Rearrange the equation to solve for \(P_2\):\[ P_2 = \frac{225 \times 0.500 \times 373.15}{148.15 \times 0.375} \]

Substitute Values and Compute

Calculate the pressure \(P_2\):\[ P_2 = \frac{225 \times 0.500 \times 373.15}{148.15 \times 0.375} \approx \frac{41968.125}{55.55625} \approx 755.47 \ mmHg \]

Round the Answer

Round \(P_2\) to the correct number of significant figures based on the given data (which is three significant figures):\[ P_2 \approx 755 \ mmHg \]

Key concepts

Kelvin Temperature Conversion

When working with gases, it's crucial to convert temperatures from Celsius to Kelvin, as gas laws use absolute temperatures. This conversion is essential because Kelvin starts at absolute zero, the temperature where all molecular motion theoretically stops. In contrast, Celsius zero is based on the freezing point of water. The conversion formula is:

• \( K = C + 273.15 \)

For example, if you have a temperature of \(-125^{\circ}C\), converting this to Kelvin gives:

• \(-125^{\circ}C + 273.15 = 148.15 \, K \)

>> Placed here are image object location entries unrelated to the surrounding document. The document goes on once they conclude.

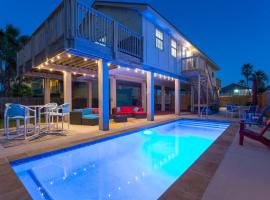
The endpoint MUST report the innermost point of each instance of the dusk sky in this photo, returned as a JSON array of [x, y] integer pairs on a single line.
[[231, 32]]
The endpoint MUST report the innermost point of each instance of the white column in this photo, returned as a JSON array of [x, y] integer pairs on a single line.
[[47, 93], [90, 94], [268, 96], [143, 94], [103, 94], [191, 98], [199, 95], [67, 80], [163, 98], [113, 92], [177, 96], [150, 96]]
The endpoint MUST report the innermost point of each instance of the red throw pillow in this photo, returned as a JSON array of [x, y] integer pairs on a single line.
[[95, 111]]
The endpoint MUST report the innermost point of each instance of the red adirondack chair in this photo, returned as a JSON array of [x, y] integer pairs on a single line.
[[258, 136]]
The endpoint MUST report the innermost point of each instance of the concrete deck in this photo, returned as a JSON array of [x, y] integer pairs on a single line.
[[243, 173]]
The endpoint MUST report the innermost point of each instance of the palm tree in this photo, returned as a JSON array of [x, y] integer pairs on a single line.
[[10, 42], [261, 78], [246, 71]]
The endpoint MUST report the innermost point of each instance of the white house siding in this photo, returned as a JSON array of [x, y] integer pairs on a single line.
[[154, 57]]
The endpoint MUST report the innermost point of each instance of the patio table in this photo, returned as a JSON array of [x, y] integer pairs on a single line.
[[241, 109]]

Similarly, a temperature of \(100^{\circ}C\) converts to:

• \(100^{\circ}C + 273.15 = 373.15 \, K \)

Using Kelvin ensures that calculations regarding gas laws are more accurate and reflect the actual behavior of gases under different conditions.

Combined Gas Law

The combined gas law is essential for understanding how gases respond to changes in pressure, volume, and temperature all at once. It is represented by the formula:

• \( \frac{P_1 \cdot V_1}{T_1} = \frac{P_2 \cdot V_2}{T_2} \)

This formula combines Charles’s Law, which relates volume and temperature, and Boyle’s Law, which relates pressure and volume. It shows the interconnected nature of these properties in a gas system, providing a powerful tool for solving real-world problems where multiple conditions change simultaneously.Let's consider an example where the initial conditions of a gas are detailed by a pressure \( P_1 = 225 \, mmHg \), a volume \( V_1 = 0.500 \, L \), and a temperature \( T_1 = 148.15 \, K \). Suppose we want to know the new pressure, \( P_2 \), when the gas volume changes to \( 0.375 \, L \) at a temperature \( T_2 = 373.15 \, K \). By rearranging and solving the combined gas law equation, we can accurately find \( P_2 \).

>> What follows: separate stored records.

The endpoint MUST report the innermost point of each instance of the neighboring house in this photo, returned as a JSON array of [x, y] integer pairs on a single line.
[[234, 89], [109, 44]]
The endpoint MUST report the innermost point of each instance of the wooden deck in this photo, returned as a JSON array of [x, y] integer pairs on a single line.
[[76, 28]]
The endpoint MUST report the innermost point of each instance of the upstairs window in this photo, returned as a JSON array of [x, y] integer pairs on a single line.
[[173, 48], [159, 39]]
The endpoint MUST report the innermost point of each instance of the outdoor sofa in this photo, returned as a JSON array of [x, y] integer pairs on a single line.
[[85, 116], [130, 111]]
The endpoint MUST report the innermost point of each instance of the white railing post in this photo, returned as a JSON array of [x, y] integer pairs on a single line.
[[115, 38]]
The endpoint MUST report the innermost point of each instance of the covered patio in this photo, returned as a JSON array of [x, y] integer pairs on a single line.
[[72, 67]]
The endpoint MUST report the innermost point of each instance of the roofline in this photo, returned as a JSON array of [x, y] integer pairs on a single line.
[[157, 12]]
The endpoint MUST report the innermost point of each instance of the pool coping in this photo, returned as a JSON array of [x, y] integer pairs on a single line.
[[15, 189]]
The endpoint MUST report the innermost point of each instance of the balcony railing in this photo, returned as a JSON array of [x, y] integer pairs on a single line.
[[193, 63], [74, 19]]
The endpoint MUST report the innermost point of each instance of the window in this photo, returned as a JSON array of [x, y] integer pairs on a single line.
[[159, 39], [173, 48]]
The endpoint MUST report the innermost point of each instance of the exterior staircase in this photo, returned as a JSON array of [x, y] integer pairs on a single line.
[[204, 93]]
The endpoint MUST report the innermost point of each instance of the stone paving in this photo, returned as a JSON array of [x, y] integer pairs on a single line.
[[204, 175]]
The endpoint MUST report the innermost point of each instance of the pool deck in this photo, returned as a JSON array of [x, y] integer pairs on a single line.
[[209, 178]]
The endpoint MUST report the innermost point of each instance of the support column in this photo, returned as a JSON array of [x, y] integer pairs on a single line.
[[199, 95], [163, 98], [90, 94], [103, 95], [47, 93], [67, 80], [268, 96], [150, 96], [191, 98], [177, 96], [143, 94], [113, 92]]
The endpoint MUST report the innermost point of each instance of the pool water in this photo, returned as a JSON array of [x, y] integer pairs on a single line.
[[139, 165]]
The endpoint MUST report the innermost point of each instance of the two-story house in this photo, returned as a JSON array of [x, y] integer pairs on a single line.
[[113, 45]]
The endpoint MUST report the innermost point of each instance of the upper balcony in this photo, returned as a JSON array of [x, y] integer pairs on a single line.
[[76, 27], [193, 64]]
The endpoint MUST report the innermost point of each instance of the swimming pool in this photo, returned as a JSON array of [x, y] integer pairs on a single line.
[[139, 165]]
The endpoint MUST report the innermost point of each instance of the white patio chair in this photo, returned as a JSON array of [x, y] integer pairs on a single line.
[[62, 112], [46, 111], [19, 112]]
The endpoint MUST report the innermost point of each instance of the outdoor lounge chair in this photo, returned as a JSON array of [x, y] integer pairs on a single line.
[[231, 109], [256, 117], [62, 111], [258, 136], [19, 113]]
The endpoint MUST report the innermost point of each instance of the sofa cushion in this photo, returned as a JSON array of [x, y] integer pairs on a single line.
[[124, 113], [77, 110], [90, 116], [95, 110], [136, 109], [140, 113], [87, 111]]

Pressure-Volume-Temperature Relationship

The relationship between pressure, volume, and temperature is a fundamental concept in thermodynamics and the study of gases. These three properties are interdependent:

• **Pressure (P)**: The force exerted by gas particles colliding with the walls of their container.
• **Volume (V)**: The space that the gas occupies.
• **Temperature (T)**: A measure of the kinetic energy of gas particles.

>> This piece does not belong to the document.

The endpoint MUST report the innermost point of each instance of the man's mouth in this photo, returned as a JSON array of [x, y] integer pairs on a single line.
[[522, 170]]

According to the ideal gas law, any change in one property will affect the others if not independently controlled. For instance, if you increase the temperature of a gas while keeping the volume constant, the pressure will increase due to more energetic particle collisions. Alternatively, decreasing the volume while keeping the temperature constant will also increase the pressure as particles encounter the container walls more frequently. Understanding these relationships helps predict how gases will behave under different conditions, which is crucial in fields ranging from chemistry to meteorology. In practice, using known values to find unknowns, like calculating the pressure change when volume and temperature shift, illustrates this deep connection between pressure, volume, and temperature.